Sunday, July 28, 2024

AI bullshit



in the technical sense of the word 

bullshit in the sense explored by Frankfurt (On Bullshit, Princeton, 2005): the models are in an important way indifferent to the truth of their outputs. 
false statements by ChatGPT and other large language models are described as “hallucinations”, which give policymakers and the public the idea that these systems are misrepresenting the world, and describing what they “see”. We argue that this is an inapt metaphor which will misinform the public, policymakers, and other interested parties.

their primary goal, insofar as they have one, is to produce human-like text. They do so by estimating the likelihood that a particular word will appear next, given the text that has come before.

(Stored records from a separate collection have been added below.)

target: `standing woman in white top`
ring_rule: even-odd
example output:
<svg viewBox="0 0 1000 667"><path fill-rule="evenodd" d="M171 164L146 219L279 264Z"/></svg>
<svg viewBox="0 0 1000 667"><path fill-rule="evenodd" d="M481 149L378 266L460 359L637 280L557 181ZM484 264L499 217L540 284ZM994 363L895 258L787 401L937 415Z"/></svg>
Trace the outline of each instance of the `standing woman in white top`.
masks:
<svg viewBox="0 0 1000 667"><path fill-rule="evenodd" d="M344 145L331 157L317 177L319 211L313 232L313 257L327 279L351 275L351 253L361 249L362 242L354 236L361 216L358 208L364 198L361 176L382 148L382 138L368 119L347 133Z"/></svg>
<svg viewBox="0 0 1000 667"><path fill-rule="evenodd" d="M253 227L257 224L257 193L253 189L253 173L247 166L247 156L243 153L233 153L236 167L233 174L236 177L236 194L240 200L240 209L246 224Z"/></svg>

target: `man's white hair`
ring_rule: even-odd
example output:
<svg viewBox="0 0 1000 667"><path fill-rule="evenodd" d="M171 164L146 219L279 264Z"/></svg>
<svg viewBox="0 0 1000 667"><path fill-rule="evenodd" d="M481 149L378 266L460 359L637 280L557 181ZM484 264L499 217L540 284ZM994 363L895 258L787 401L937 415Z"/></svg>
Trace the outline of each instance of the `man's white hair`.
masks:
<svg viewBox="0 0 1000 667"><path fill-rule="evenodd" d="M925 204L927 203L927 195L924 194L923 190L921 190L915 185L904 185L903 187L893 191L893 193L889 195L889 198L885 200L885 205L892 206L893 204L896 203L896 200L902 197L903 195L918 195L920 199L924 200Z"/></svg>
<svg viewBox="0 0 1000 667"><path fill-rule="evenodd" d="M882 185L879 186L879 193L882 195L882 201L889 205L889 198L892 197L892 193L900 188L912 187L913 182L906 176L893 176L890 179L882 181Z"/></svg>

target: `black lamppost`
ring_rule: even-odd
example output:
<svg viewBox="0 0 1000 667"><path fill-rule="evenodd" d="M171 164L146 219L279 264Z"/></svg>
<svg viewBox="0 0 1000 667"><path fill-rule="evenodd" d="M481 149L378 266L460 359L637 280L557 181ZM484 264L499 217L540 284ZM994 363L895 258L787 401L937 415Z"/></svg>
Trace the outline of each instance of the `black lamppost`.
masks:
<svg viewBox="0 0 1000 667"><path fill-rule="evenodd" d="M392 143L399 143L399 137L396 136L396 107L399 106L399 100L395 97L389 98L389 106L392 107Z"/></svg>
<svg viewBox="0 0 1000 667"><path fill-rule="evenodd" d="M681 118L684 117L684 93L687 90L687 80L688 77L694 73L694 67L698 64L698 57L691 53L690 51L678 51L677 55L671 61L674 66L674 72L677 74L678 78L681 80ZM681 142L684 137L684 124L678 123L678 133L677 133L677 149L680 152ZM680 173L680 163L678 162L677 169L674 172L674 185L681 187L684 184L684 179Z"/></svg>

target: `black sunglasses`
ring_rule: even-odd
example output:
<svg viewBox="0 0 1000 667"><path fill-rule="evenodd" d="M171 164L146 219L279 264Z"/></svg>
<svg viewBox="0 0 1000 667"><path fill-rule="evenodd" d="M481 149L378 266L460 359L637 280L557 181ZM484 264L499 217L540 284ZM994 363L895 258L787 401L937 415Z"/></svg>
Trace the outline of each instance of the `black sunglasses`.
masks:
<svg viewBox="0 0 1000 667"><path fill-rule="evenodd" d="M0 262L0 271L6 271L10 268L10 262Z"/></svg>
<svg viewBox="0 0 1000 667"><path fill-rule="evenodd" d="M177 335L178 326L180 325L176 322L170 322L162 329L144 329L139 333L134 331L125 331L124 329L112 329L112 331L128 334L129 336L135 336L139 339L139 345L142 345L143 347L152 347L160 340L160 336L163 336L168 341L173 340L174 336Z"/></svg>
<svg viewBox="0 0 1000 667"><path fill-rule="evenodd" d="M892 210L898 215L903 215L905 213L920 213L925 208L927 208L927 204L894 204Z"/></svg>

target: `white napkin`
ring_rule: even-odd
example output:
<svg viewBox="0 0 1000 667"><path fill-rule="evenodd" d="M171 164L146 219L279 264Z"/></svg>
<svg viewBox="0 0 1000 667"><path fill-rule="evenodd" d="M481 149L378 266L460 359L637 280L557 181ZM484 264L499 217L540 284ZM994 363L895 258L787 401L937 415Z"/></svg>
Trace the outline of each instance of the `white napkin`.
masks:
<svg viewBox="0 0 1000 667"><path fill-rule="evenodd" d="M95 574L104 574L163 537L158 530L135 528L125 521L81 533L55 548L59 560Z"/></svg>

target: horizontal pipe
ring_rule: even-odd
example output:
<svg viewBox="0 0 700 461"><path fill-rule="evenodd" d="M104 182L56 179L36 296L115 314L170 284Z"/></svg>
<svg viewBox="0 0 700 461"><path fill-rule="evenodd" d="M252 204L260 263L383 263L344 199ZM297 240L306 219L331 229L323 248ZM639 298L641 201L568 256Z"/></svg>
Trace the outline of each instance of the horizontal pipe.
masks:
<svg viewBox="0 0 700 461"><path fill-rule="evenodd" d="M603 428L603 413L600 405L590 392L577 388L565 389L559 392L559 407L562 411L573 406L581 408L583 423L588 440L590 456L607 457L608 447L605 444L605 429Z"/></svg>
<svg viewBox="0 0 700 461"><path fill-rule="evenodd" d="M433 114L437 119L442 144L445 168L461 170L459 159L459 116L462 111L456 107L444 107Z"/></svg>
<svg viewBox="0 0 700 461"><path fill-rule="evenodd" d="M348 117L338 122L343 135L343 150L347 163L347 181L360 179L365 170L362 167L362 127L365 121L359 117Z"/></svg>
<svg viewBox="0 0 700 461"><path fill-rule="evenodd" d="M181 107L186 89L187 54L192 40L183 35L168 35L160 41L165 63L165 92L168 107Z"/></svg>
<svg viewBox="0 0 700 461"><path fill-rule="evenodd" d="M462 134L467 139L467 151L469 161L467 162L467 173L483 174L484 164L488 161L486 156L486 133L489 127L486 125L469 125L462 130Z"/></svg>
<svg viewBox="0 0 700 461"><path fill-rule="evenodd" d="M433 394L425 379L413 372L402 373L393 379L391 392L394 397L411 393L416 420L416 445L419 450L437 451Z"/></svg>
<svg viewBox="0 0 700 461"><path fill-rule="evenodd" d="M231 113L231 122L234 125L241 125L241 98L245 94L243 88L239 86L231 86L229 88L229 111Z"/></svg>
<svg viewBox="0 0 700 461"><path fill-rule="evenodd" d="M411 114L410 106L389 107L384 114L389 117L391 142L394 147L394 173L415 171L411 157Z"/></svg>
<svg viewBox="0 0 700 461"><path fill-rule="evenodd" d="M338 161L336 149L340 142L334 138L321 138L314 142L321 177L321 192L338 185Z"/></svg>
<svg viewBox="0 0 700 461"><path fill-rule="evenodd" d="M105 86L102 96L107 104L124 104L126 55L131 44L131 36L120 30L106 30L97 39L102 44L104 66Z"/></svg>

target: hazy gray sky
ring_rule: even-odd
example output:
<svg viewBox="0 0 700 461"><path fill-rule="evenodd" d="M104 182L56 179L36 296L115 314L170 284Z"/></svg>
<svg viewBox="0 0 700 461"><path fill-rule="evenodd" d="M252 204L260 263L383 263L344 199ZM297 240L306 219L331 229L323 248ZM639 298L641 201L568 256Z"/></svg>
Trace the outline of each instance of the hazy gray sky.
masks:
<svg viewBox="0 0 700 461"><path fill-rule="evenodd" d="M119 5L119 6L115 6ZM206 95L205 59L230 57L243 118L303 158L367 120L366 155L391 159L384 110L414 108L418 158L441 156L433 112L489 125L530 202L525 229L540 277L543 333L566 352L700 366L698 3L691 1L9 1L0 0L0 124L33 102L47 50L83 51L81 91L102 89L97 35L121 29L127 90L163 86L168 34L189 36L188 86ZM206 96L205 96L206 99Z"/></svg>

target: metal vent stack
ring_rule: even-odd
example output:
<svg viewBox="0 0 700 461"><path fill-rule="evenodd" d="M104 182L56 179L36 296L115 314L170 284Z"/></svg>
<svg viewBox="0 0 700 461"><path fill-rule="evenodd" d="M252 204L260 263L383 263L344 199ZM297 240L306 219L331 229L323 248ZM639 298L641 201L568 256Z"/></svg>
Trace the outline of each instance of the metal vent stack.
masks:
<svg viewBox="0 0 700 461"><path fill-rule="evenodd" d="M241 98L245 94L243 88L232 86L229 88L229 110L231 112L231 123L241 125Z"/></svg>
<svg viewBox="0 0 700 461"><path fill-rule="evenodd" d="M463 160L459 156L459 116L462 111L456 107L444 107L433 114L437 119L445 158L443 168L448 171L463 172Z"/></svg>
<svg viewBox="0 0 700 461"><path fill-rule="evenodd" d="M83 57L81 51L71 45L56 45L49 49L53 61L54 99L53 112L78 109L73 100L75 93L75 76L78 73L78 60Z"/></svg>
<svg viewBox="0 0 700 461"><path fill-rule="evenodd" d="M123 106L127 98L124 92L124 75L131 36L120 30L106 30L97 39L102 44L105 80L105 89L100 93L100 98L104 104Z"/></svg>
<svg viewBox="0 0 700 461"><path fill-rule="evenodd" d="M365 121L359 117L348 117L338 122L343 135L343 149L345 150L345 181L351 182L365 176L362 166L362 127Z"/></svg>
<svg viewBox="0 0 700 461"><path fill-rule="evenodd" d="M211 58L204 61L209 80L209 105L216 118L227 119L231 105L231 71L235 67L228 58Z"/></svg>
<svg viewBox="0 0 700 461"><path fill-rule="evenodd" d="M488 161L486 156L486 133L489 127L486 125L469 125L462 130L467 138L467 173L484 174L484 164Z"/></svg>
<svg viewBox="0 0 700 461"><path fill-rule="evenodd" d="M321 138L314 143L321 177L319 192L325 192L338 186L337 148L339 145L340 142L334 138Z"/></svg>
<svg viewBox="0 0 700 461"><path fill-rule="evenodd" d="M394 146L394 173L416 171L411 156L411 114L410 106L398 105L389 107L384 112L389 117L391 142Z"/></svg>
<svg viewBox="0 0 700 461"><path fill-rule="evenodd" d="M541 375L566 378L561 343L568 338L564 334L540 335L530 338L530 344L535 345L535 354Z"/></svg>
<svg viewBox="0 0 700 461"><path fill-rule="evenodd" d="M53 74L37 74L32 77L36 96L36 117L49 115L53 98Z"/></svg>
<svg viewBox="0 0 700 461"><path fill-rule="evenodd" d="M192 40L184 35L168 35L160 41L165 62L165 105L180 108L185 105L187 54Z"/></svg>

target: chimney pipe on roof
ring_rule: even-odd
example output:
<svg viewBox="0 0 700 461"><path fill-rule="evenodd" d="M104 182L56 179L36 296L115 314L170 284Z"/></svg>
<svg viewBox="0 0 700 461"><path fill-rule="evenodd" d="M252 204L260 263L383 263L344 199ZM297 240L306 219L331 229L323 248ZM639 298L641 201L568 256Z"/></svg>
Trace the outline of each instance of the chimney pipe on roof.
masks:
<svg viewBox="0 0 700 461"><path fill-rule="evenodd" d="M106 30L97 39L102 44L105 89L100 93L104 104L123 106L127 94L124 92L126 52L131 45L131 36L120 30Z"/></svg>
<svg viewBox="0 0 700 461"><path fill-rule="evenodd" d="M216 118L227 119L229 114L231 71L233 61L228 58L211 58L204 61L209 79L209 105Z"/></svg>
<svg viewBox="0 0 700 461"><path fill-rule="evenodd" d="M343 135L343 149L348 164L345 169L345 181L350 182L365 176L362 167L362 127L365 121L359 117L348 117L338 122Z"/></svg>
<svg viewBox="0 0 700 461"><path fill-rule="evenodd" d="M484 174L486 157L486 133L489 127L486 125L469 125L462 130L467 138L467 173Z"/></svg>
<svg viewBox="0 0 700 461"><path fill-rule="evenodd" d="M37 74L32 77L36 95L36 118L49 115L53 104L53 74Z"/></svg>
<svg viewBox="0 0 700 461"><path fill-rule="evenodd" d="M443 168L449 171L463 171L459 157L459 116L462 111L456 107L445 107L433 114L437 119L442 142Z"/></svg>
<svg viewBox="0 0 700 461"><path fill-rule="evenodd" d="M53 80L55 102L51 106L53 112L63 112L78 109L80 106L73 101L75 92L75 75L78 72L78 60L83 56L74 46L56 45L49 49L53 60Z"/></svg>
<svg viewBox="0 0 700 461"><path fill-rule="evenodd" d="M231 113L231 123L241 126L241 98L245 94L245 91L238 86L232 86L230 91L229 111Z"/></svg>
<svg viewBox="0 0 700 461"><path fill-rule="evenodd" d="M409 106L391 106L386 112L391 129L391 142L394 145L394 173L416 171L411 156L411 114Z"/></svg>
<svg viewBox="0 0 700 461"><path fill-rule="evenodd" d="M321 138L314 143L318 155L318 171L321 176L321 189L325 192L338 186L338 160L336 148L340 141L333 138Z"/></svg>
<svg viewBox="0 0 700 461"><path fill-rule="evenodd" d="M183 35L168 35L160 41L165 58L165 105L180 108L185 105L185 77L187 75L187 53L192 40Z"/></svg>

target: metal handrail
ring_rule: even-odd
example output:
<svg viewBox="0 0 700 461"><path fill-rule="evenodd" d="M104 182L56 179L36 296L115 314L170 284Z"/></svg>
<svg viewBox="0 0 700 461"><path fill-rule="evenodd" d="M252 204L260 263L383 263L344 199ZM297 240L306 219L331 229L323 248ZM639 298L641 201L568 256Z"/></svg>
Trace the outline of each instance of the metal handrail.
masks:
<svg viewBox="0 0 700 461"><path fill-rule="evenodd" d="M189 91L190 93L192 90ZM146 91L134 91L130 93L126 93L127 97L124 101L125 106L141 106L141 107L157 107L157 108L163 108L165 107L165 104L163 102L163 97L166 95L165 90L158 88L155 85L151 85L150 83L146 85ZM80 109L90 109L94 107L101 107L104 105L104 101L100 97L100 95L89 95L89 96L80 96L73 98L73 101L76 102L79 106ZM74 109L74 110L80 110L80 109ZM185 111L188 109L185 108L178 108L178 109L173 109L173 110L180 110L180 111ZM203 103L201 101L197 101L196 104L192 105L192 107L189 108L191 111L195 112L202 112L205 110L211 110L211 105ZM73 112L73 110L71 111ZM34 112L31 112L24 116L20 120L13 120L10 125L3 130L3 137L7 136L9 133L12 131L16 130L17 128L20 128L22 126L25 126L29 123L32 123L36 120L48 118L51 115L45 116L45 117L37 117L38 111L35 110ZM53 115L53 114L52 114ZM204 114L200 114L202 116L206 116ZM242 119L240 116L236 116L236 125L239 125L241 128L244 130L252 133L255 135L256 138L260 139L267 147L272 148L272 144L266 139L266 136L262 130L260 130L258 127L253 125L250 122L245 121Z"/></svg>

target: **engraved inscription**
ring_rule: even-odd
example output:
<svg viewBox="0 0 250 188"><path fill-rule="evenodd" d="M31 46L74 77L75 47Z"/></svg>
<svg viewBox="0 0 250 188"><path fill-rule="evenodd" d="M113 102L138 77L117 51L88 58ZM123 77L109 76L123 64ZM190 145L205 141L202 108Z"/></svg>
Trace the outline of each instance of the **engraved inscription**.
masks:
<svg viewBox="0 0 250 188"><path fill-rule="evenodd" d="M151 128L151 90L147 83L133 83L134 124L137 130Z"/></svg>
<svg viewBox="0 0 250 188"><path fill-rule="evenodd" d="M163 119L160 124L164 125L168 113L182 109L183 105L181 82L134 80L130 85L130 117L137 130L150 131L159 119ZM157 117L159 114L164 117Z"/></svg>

The machine does this by constructing a massive statistical model, one which is based on large amounts of text, mostly taken from the internet. This is done with relatively little input from human researchers or the designers of the system; rather, the model is designed by constructing a large number of nodes, which act as probability functions for a word to appear in a text given its context and the text that has come before it. Rather than putting in these probability functions by hand, researchers feed the system large amounts of text and train it by having it make next-word predictions about this training data. They then give it positive or negative feedback depending on whether it predicts correctly. Given enough text, the machine can construct a statistical model giving the likelihood of the next word in a block of text all by itself.

This model associates with each word a vector which locates it in a high-dimensional abstract space, near other words that occur in similar contexts and far from those which don’t. When producing text, it looks at the previous string of words and constructs a different vector, locating the word’s surroundings – its context – near those that occur in the context of similar words. We can think of these heuristically as representing the meaning of the word and the content of its context. But because these spaces are constructed using machine learning by repeated statistical analysis of large amounts of text, we can’t know what sorts of similarity are represented by the dimensions of this high-dimensional vector space. Hence we do not know how similar they are to what we think of as meaning or context. The model then takes these two vectors and produces a set of likelihoods for the next word; it selects and places one of the more likely ones—though not always the most likely. Allowing the model to choose randomly amongst the more likely words produces more creative and human-like text; the parameter which controls this is called the ‘temperature’ of the model and increasing the model’s temperature makes it both seem more creative and more likely to produce falsehoods. The system then repeats the process until it has a recognizable, complete-looking response to whatever prompt it has been given.